By Edward Gaston , (Florida Star/NNPA Member)
From predatory lending and foreclosures to wealth stripping and income inequality, the national wealth gap is relevant and ongoing. The wealth gap continues to expand based on one of the greatest heists of all time: the shifting of generational wealth from one cultural group to another.
The wealth gap has been validated and maintained over generations. Minorities have been denied access to capital to build businesses and grow farms. They have been forced to pay higher interest rates for mortgages and disproportionately — and intentionally — impacted during the nation’s foreclosure crisis. Women continue to be paid less to do the same work as men in Corporate America, and underserved communities pay high interest rates for emergency loans.
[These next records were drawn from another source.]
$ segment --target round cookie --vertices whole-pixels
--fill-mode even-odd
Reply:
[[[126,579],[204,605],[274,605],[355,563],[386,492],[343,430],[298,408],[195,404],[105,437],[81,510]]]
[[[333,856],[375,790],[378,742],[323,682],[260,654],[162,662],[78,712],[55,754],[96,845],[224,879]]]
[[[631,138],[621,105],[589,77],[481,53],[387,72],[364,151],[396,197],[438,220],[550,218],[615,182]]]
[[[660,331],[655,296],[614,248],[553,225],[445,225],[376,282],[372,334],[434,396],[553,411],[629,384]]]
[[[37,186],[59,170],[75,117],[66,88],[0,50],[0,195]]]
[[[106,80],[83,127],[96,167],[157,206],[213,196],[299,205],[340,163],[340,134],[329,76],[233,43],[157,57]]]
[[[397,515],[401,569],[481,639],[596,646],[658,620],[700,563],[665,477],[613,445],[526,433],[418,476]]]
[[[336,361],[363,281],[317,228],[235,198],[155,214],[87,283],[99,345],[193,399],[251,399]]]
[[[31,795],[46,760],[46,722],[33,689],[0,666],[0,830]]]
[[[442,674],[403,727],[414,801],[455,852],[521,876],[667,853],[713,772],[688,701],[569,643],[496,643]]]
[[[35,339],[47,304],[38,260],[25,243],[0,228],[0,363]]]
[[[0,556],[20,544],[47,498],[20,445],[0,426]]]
Sadly, no solutions have proven to be sustainable across these communities in order to lessen the gap. With the foreclosure crisis, Americans watched minority and low to moderate income homeowners lose equity and generational wealth with no plan for recovery. It is highly unlikely for the wealth that has been denied or stripped from underserved communities to suddenly reappear. However, there are some solutions to bridge the gap, one of which is home ownership.
Although the financial crisis
negatively impacted homeownership for many communities, it remains a proven weapon for increasing wealth, particularly through home equity and tax benefits. Homeownership is very different from purchasing clothes or buying a car, which loses value. Having your own four walls is still part of the American Dream.
Homeownership, done right, can put Black families on the path to growing equity, which is a necessary step toward securing generational wealth. Put simply, buying the right home, the right way is a big step toward filling the wealth gap to combat generational poverty. Second to saving money, purchasing a home is considered as a common sense investment strategy for building wealth. To assist with homeownership, it is imperative to connect with a HUD certified counseling agency, which is available in most communities to walk you through the process to prepare for and purchase a home. These organizations have industry experts on staff, who are empowered to create individual resolutions and solutions and train buyers on building wealth through homeownership. To find an agency, visit HUD’s website at https://www.hud.gov/offices/hsg/sfh/hcc/hcs.cfm.
The housing market is rebounding and although under-served and low to moderate income homebuyers still face hurdles that others do not, it is necessary to work toward homeownership and bridge the wealth gap.